La morte del maestro Ezio Bosso mi ha fatto riflettere. In questi giorni ho visto numerosi video, concerti, ho letto sue dichiarazioni e tantissimo altro su di lui e sono giunto ad una conclusione: era semplicemente un grande.

Nonostante avesse una carriera musicale già lunga alle spalle, Ezio Bosso è diventato famoso, in Italia, solo nel 2016, grazie alla sua ospitata a Sanremo. La sua performance commosse milioni di persone. Prima, ben pochi potevano dire di conoscerlo. E, anche se da quel momento il suo nome si è imposto all’attenzione, quanti di noi, normalmente digiuni di musica classica, possono effettivamente dire di avere, in questi anni, seguito il suo lavoro, ascoltato la sua musica?

Partendo dalla sua storia, ecco che mi è sorta spontanea una domanda. Bisogna morire per essere apprezzati? Bisogna abbandonare questo mondo per lasciare qualcosa di positivo nel cuore della gente? Trovo che anche con lui sia stato così, nonostante il suo nome sia sempre stato indicato come esempio e modello.
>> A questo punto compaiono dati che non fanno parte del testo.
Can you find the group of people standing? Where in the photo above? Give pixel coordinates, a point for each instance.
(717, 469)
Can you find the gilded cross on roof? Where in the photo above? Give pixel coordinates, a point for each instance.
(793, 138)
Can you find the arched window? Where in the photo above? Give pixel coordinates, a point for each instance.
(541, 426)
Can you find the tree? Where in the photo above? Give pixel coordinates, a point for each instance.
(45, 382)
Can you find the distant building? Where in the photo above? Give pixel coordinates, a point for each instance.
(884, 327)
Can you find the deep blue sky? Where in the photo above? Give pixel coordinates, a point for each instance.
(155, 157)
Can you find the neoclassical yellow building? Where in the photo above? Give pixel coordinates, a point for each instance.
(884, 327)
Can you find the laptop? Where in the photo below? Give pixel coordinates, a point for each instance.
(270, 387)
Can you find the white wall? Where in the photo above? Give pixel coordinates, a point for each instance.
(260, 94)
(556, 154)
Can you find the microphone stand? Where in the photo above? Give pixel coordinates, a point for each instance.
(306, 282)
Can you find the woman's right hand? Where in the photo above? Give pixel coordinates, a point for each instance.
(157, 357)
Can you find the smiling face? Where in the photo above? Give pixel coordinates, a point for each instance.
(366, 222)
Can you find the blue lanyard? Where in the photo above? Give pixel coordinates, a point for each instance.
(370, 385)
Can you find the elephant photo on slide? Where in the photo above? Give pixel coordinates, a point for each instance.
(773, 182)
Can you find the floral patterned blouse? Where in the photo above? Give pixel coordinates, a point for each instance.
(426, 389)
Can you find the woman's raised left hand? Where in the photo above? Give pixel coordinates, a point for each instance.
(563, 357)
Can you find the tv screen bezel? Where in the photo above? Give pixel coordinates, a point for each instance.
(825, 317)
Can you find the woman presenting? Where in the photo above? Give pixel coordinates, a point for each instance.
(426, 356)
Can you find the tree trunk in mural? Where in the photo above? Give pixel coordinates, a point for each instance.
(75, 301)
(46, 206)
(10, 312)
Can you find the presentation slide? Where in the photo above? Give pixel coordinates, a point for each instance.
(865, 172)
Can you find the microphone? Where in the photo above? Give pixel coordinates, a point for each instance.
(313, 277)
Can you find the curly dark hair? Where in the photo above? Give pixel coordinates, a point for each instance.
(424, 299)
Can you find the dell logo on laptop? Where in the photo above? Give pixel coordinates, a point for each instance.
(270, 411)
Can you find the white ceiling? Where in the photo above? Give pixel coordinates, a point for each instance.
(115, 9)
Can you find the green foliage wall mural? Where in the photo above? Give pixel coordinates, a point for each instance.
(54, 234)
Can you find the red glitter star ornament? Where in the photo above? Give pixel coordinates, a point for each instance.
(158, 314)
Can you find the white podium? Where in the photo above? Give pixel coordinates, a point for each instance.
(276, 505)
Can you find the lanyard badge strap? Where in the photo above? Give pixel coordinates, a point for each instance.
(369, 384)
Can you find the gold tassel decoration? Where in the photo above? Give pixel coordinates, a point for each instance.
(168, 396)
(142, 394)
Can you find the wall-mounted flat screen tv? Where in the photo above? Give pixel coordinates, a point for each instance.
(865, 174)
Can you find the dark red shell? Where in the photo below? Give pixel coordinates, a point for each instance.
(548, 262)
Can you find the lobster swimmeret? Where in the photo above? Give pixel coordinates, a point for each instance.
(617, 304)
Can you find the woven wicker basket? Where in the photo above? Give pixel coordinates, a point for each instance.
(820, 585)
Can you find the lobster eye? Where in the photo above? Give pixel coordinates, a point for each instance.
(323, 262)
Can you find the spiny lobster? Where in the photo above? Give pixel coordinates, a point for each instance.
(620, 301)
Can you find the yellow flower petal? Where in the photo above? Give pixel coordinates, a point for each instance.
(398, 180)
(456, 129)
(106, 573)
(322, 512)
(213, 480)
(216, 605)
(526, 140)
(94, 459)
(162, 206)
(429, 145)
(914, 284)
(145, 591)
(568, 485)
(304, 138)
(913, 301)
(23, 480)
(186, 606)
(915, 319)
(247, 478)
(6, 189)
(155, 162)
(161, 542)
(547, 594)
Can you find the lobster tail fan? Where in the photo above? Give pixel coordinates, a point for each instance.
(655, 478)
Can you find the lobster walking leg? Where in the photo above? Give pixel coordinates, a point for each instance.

Però… Immagino i suoi funerali, con tante persone, bellissime parole, tutti pronti a ricordare al mondo quanto fosse una persona speciale, ecco, non potevamo farlo prima? Non potevamo farlo quando lui era ancora in vita e poteva godere di tutto ciò?

Perché ognuno di noi ha bisogno di questo. Per quanto ci possiamo credere forti serve sempre qualcuno che sia pronto a dirci che siamo sulla strada giusta e stiamo facendo bene, l’umanità vive di questo.

Quindi riflettiamo. Cerchiamo di essere meno restii ai sinceri complimenti, ne abbiamo tutti bisogno come il pane, fanno bene a chi li fa e chi li riceve. Perché la vita è ricca di imprevisti, alcuni positivi, ma altri molto meno.

Se vediamo un nostro amico, un parente, un artista che ci fa emozionare, facciamolo conoscere ad altri, facciamogli capire che lo stimiamo guardandolo negli occhi e ringraziamolo o appena si potrà anche con una calorosa stretta di mano o un abbraccio.

Diamo importanza ai vivi, perché questi se stimolati possono fare molto di più e donare al mondo esperienze dal valore inestimabile.

Sarebbe bello che al funerale di una grande persona ci sia solamente il silenzio, dove qualunque parola sarebbe inascoltata, perché tutti lo starebbero ricordando nelle proprie menti, senza il bisogno di far conoscere al mondo le sue gesta, perché tutti le conoscerebbero.